Barker denied retaliating against Boru Vodka for donating to the Queens parade. Barker acknowledged calling Sessa this week and telling her that a Boru advertisement scheduled for placement on the back page of the official program for the Manhattan parade was being canceled. Sessa was also informed that Boru Vodka would not be distributed at any of the official parade functions, including a gala at the Waldorf-Astoria.
Barker denied that killing the Boru ad or banning was retaliation for the company supporting the Queens parade. He said his group had decided to print the parade’s order of march on the back of the program and that hotel management, not his group, controls what liquor is served at the Waldorf.
“We had considered running the Boru ad and then decided against it,” said Barker, a Queens businessman whose service running the parade since 1994 has been on a voluntary basis. “Considering it and doing it are two different things,” he added.
As for objecting to Boru’s attempts to assist a queer community-based group, Barker said, “There is no prejudice here.”
“I was stupefied,” said Sessa about her reaction to the Barker phone call informing her that Boru was being cut out of the March 17 festivities. “The Irish community has come to our support though.”
“The parade follows a tradition that is 243 years old,” said Barker. “We adhere to the teachings of St.
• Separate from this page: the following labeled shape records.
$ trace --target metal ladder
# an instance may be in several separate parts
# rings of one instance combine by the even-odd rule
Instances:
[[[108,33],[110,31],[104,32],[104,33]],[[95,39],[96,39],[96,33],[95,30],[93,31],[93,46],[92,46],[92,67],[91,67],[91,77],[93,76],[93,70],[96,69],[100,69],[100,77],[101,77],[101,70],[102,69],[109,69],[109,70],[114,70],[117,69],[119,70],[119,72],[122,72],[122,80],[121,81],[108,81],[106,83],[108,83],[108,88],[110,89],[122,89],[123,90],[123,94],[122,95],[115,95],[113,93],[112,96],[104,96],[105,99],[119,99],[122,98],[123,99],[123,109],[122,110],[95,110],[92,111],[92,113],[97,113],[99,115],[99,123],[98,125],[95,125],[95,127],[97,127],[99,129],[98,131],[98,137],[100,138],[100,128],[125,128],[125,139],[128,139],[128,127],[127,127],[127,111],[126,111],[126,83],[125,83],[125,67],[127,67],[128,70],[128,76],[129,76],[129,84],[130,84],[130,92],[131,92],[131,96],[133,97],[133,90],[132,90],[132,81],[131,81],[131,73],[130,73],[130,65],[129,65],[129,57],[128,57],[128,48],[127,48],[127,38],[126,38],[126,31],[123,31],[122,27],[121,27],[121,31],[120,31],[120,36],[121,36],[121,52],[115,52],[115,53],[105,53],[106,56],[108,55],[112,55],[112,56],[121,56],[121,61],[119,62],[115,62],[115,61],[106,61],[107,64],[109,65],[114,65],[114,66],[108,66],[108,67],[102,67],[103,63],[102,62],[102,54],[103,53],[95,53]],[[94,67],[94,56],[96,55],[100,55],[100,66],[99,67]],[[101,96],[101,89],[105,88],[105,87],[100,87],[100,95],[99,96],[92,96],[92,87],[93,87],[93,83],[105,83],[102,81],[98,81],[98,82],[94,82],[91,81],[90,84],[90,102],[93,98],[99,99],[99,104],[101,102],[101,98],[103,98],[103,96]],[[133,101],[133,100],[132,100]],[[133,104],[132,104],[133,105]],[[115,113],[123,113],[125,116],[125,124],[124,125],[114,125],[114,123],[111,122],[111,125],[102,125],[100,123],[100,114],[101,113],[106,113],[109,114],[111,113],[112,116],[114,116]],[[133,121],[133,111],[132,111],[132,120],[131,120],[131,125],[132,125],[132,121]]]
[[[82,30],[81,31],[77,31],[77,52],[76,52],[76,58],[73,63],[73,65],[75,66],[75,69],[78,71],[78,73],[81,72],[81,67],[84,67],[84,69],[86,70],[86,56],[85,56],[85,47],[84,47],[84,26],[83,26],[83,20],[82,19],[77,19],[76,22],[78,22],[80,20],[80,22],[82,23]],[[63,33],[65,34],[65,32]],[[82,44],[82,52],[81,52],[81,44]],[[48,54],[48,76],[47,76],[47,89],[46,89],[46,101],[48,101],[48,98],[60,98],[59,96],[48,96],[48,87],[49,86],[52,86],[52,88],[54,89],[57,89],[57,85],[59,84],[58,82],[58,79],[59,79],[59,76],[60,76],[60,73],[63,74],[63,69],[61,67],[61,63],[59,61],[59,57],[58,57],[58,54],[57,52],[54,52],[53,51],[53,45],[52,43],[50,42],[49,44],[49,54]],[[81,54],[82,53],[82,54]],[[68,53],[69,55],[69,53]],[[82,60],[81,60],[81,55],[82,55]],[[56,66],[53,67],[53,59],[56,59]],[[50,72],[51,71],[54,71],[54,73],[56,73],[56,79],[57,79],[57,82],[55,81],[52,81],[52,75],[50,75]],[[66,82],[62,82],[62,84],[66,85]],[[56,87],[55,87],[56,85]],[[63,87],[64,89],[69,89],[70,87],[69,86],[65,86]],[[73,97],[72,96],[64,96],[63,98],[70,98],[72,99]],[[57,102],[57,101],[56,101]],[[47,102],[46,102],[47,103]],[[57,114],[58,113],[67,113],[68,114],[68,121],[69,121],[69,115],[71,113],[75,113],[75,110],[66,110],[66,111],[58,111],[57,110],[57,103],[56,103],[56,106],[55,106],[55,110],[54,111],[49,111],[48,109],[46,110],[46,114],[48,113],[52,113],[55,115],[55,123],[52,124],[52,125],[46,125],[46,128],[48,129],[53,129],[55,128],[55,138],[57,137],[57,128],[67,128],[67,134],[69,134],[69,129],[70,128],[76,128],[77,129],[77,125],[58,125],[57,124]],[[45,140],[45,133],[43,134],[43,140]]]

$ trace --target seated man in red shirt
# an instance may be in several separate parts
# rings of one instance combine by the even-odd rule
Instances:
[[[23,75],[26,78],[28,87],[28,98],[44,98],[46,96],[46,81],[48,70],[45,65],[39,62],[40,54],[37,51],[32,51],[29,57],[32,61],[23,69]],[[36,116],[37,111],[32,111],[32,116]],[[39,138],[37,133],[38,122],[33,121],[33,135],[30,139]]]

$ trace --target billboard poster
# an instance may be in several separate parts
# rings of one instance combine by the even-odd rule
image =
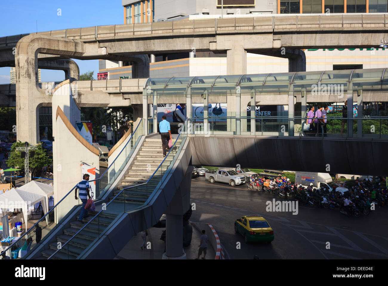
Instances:
[[[192,114],[196,122],[203,122],[204,108],[203,103],[192,104]],[[226,103],[210,103],[208,106],[209,120],[226,121],[227,105]]]
[[[108,79],[108,73],[99,72],[97,74],[97,81],[104,81]]]
[[[169,122],[173,122],[173,113],[175,111],[177,108],[177,104],[158,104],[158,122],[160,122],[162,121],[162,116],[165,115],[166,119]],[[185,118],[187,113],[186,112],[186,108],[183,109],[183,115]]]
[[[92,134],[92,123],[77,121],[77,128],[78,132],[85,140],[90,144],[93,142]]]
[[[96,178],[96,168],[95,167],[91,168],[91,166],[88,165],[82,164],[81,165],[81,172],[82,175],[81,179],[83,180],[83,175],[85,174],[89,174],[89,181],[95,180]],[[89,193],[92,197],[92,199],[94,200],[96,198],[96,181],[93,181],[89,183],[90,188],[89,190]]]

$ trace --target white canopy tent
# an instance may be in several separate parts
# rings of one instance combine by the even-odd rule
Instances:
[[[19,189],[21,189],[29,193],[32,193],[37,195],[41,195],[44,196],[46,200],[46,205],[47,209],[43,208],[45,214],[47,214],[50,205],[48,204],[48,198],[54,195],[54,187],[47,184],[40,183],[39,182],[33,181],[28,184],[19,187]],[[46,216],[46,218],[47,218]]]
[[[29,193],[20,189],[12,188],[4,193],[0,194],[0,208],[3,213],[5,209],[21,209],[23,210],[26,230],[27,230],[27,216],[29,207],[39,202],[42,202],[43,209],[47,213],[48,206],[46,203],[45,196],[33,193]],[[46,221],[48,225],[48,216],[46,216]]]

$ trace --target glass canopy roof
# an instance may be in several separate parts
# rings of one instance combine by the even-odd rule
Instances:
[[[388,69],[150,78],[144,87],[152,91],[149,95],[185,96],[189,92],[195,96],[234,94],[239,89],[241,93],[309,92],[320,84],[343,85],[346,90],[350,84],[353,90],[388,89]]]

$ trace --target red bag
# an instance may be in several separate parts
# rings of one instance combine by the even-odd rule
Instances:
[[[90,208],[89,209],[89,210],[94,212],[94,210],[95,209],[96,209],[96,206],[95,205],[94,205],[94,202],[92,200],[92,205],[90,206]]]
[[[88,199],[88,201],[85,204],[85,209],[89,209],[92,206],[92,204],[93,203],[93,200],[91,198]]]

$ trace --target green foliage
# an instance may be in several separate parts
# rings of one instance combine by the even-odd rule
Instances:
[[[91,70],[88,70],[86,72],[84,72],[80,75],[80,81],[94,81],[95,80],[93,75],[94,72]]]
[[[24,147],[24,143],[20,141],[15,142],[12,145],[8,160],[6,161],[9,166],[24,170],[24,159],[20,158],[21,151],[16,150],[16,147]],[[35,151],[35,154],[33,157],[31,156],[31,151],[29,153],[29,167],[30,170],[33,173],[40,170],[45,166],[50,164],[52,161],[46,155],[46,152],[42,145],[40,144],[37,147],[38,149],[34,150]]]
[[[0,107],[0,126],[2,130],[12,131],[16,125],[16,111],[14,107]]]

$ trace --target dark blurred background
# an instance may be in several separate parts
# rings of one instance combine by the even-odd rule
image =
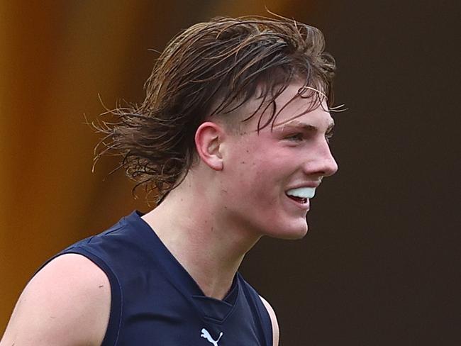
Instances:
[[[35,269],[138,208],[84,124],[140,102],[156,57],[215,16],[318,27],[336,58],[339,163],[309,233],[264,239],[242,272],[287,345],[461,345],[460,7],[455,1],[0,2],[0,335]]]

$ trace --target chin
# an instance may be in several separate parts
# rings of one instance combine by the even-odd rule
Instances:
[[[279,230],[278,231],[274,232],[272,234],[267,234],[270,237],[284,239],[286,240],[297,240],[299,239],[304,238],[307,234],[308,226],[307,224],[304,224],[304,226],[298,228],[288,228]]]

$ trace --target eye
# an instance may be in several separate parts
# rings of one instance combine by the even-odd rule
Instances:
[[[331,140],[331,138],[333,138],[333,131],[330,131],[325,134],[325,138],[326,138],[327,143],[330,143],[330,140]]]
[[[302,133],[294,133],[293,135],[288,135],[285,137],[286,140],[293,140],[294,142],[301,142],[304,139],[304,137]]]

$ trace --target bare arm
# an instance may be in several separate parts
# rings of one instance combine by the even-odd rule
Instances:
[[[277,320],[277,316],[275,316],[275,312],[274,309],[270,306],[270,304],[266,301],[264,298],[260,296],[262,303],[266,307],[267,313],[269,313],[269,317],[270,317],[270,320],[272,323],[272,345],[273,346],[279,346],[279,339],[280,337],[280,331],[279,330],[279,323]]]
[[[0,346],[99,346],[110,307],[104,272],[83,256],[63,255],[28,284]]]

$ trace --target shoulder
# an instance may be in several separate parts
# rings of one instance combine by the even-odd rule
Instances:
[[[27,284],[0,346],[100,345],[110,307],[104,272],[82,255],[60,255]]]
[[[260,298],[261,298],[261,301],[262,301],[262,303],[264,304],[266,309],[267,310],[267,313],[269,313],[269,317],[270,317],[270,320],[271,320],[271,323],[272,323],[272,344],[273,344],[273,346],[278,346],[278,345],[279,345],[279,335],[280,335],[280,331],[279,331],[279,323],[277,320],[277,316],[275,315],[275,311],[274,311],[274,309],[270,306],[269,302],[267,302],[267,301],[266,301],[261,296],[260,296]]]

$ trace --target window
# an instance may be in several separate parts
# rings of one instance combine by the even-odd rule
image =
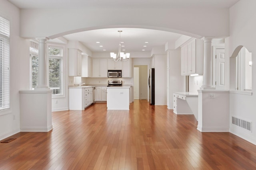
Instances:
[[[30,41],[30,89],[34,89],[38,85],[38,45]]]
[[[63,95],[63,48],[48,46],[49,86],[54,95]]]
[[[63,95],[63,47],[47,45],[49,59],[49,87],[53,96]],[[30,77],[31,89],[38,86],[38,46],[30,41]]]
[[[10,21],[0,17],[0,111],[10,108]]]

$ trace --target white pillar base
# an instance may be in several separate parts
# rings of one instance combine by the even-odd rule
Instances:
[[[20,101],[21,131],[52,129],[51,90],[20,90]]]
[[[197,129],[204,132],[229,131],[229,91],[198,90]]]

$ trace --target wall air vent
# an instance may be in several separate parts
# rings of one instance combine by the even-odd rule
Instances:
[[[232,116],[232,124],[252,132],[252,122]]]

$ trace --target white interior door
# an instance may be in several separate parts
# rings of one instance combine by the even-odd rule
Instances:
[[[139,99],[140,98],[140,68],[134,67],[134,99]]]
[[[225,49],[216,49],[215,87],[217,90],[224,90],[225,82]]]

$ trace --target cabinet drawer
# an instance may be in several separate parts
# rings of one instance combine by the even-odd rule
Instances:
[[[177,97],[178,98],[179,98],[181,99],[182,99],[183,100],[186,100],[186,96],[183,96],[183,95],[181,95],[180,94],[177,94]]]

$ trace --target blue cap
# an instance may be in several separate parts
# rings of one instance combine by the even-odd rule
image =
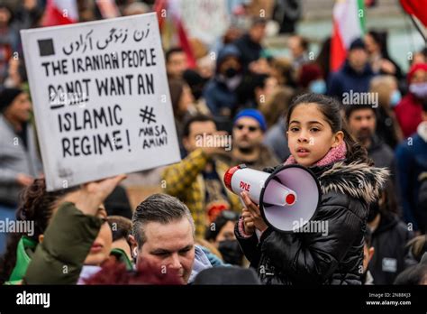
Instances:
[[[234,117],[234,124],[239,120],[241,117],[249,116],[252,119],[255,119],[259,124],[259,127],[261,128],[262,132],[266,132],[267,130],[267,123],[264,115],[261,114],[259,110],[257,109],[243,109],[239,112],[236,116]]]

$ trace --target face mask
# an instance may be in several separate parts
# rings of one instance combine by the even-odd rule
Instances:
[[[223,255],[224,263],[233,265],[241,265],[243,252],[241,252],[237,240],[221,241],[218,245],[218,250]]]
[[[400,91],[397,89],[394,90],[392,95],[390,95],[390,106],[395,106],[398,103],[400,103],[402,95],[400,94]]]
[[[418,98],[427,97],[427,82],[413,83],[409,86],[409,91]]]
[[[234,68],[228,68],[224,73],[225,77],[228,78],[234,78],[237,75],[237,69]]]
[[[324,94],[326,93],[326,83],[323,79],[317,79],[310,84],[309,89],[313,93]]]

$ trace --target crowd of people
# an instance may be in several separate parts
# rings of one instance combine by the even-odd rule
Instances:
[[[332,71],[330,38],[311,58],[292,25],[289,57],[273,56],[259,16],[232,25],[194,67],[184,49],[167,49],[182,161],[144,171],[162,193],[132,208],[124,174],[46,190],[19,37],[41,25],[43,2],[22,3],[0,5],[0,220],[34,229],[0,232],[1,282],[427,284],[426,49],[404,73],[387,33],[370,30]],[[120,3],[123,15],[152,10]],[[313,219],[327,233],[269,226],[224,185],[241,163],[312,171],[322,190]]]

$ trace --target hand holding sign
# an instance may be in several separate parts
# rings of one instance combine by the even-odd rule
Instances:
[[[84,184],[75,193],[68,195],[64,201],[72,202],[84,214],[94,216],[108,195],[125,178],[126,175],[121,174],[113,178]]]

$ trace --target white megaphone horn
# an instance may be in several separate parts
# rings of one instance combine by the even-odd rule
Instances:
[[[232,192],[248,192],[266,223],[282,232],[296,232],[306,225],[321,199],[314,174],[300,165],[280,166],[268,173],[241,164],[230,168],[223,180]]]

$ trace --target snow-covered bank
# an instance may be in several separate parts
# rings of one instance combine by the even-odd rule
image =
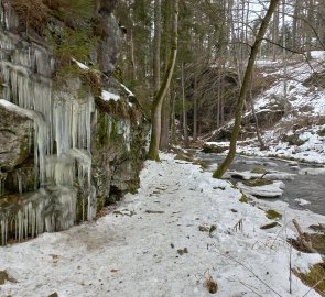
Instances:
[[[210,296],[204,286],[209,276],[221,297],[310,290],[293,276],[289,294],[285,239],[293,232],[283,221],[261,230],[271,221],[240,202],[241,193],[230,184],[171,155],[147,163],[141,189],[113,213],[0,248],[0,271],[9,267],[18,280],[0,286],[0,296]],[[212,226],[216,230],[199,231]],[[319,261],[292,252],[293,265],[303,271]]]

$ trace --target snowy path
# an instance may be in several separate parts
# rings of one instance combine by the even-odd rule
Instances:
[[[261,230],[270,222],[264,212],[239,202],[241,194],[228,183],[163,158],[147,163],[139,194],[127,195],[115,213],[0,248],[0,271],[10,268],[18,280],[0,286],[0,296],[210,296],[204,286],[209,275],[218,284],[215,296],[308,292],[293,276],[289,294],[283,227]],[[242,228],[234,228],[240,220]],[[217,229],[210,235],[198,230],[212,224]],[[292,260],[306,268],[319,256],[293,252]]]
Patrick and the Roman Catholic Church and anyone not in line with that is in violation of the parade’s constitution.”
Fay said that the Boru money helped to pay for a public school marching band and a large marching puppet from Ireland that delights children.
“Even the Ancient Order of Hibernians have spoken out against this vindictiveness,” said Fay, referring to Irish cultural organization with influential roots. “This is a new low on the part of detractors of the inclusive parade.”
Barker said his decision to exclude the vodka company will stand. “They are trying to shove their vodka down our throats and we are not going to take it. And it’s not going to change.”